Welcome to the launch of Rogues & Vagabonds on WordPress. I am gradually transferring the articles published on my theatre site, regularly updated between 2002 and 2008, for anyone with a passion for Theatre. The idea behind the site was to bring the theatrical past alive and cast a fresh eye over the contemporary scene, untrammelled by the restrictions often in place with ‘accepted’ media outlets. Click here to read more about R&V.
Today I am republishing this review by Lynne Harvey for Pilot Theatre’s touring production of Jim Cartwright’s Road from November 2002.
Sitting in a half-filled theatre in Worcester with the black-coated worthies, it was hard to imagine how the audience around me could possibly comprehend, or engage in, the world that was being described in Jim Cartwright’s Road. But a play that leeches into the subconscious by story and word can climb and overcome any barrier.
Voted No 36 in the top 100 plays of the last century by The Royal National Theatre, Road can seem like an instant winner to anyone who takes it on. But this play is probably one of the easiest to make a hash of, for on the surface it reeks of stereotypical characters telling their tales of woe. It is a play that can be broken down and work-shopped ad infinitum since the writer has given us the stories and characters that teachers and workshop leaders can go to town on and, in the process, totally miss the point. It takes someone very canny indeed to take this on and bring out the deeper levels, the other meanings, the other strings to the stories except the bleeding obvious. Marcus Romer, director of Road and artistic director of Pilot TC has done just that.

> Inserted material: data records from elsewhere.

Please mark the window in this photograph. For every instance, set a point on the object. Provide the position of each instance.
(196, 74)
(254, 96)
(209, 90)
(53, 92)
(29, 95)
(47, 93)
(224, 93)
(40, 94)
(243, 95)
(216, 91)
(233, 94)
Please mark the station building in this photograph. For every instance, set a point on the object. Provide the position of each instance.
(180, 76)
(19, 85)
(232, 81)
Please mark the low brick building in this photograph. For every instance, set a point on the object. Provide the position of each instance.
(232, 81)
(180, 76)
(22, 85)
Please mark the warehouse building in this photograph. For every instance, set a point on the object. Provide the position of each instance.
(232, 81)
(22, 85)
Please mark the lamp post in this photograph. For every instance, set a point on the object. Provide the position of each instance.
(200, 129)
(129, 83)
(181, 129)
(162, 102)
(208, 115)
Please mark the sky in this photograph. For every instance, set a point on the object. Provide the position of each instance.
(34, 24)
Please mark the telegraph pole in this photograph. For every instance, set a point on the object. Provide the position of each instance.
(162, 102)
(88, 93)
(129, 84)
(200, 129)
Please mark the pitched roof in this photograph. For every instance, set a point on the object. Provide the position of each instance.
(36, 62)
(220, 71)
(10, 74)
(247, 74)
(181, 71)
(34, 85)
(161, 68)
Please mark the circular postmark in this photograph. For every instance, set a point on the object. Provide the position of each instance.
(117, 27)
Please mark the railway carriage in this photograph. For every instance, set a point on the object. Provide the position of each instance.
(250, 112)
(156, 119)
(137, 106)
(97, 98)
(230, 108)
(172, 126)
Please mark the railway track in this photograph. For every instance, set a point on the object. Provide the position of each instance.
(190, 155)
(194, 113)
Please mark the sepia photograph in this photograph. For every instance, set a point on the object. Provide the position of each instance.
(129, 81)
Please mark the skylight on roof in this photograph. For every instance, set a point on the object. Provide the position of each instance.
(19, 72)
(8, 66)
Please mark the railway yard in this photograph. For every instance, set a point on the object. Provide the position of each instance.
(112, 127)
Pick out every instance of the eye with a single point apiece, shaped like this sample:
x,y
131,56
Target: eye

Described as a multimedia production, Road comes at you and after you. It draws in those who wait in the shadows for theatre to jump out and grab them. It excites, plain and simple. With clever filming of the town they’re playing in and references to it in the narrative, it highlights the events as told could be happening in that town – and probably are. Video cameras are used, including filming of the audience as they stumble in looking for their seats, at one point three of the actors are arguing in the audience, climbing over legs and handbags. In the interval the actors are in among you like vicars, they won’t leave you alone—in the foyer, in the middle of a disco, coming out of the loo, leaning against tables, intended no doubt to make you feel part of ‘it’. All of this could so easily fall on its arse, look contrived, be embarrassing, but the trick, the skill, is that it doesn’t.
A few contemporary references have been changed for this production, which is the only thing I question. Knowing when it was written (1986), they can jar. To a younger audience – and we need the next generation into theatres like we need Play for Today to make a comeback – they won’t. But perhaps the original references would seem out-of-place in 2002/3. There is a discussion about this on the Pilot website (see above).
Set designer Dawn Allsop has created a set that is both claustrophobic and surreal, it is a moving roundel of the Road the stories are set in. After every story the actors take up the handles and move the roundel around and around until the next story is told, cleverly showing that the characters take their situation and their story with them, it’s who they are and all are part of each other. The acting is superb and it would be unfair to mention any above the other, for each has their moment.
The bite mark left by Road is often the scene where Try a Little Tenderness sung by Otis Redding is played, reflecting situation and despair for character and audience in one fell swoop. However, there are many bite marks left by this production, all of them beautifully painful.
Oft said, but please — don’t miss this one.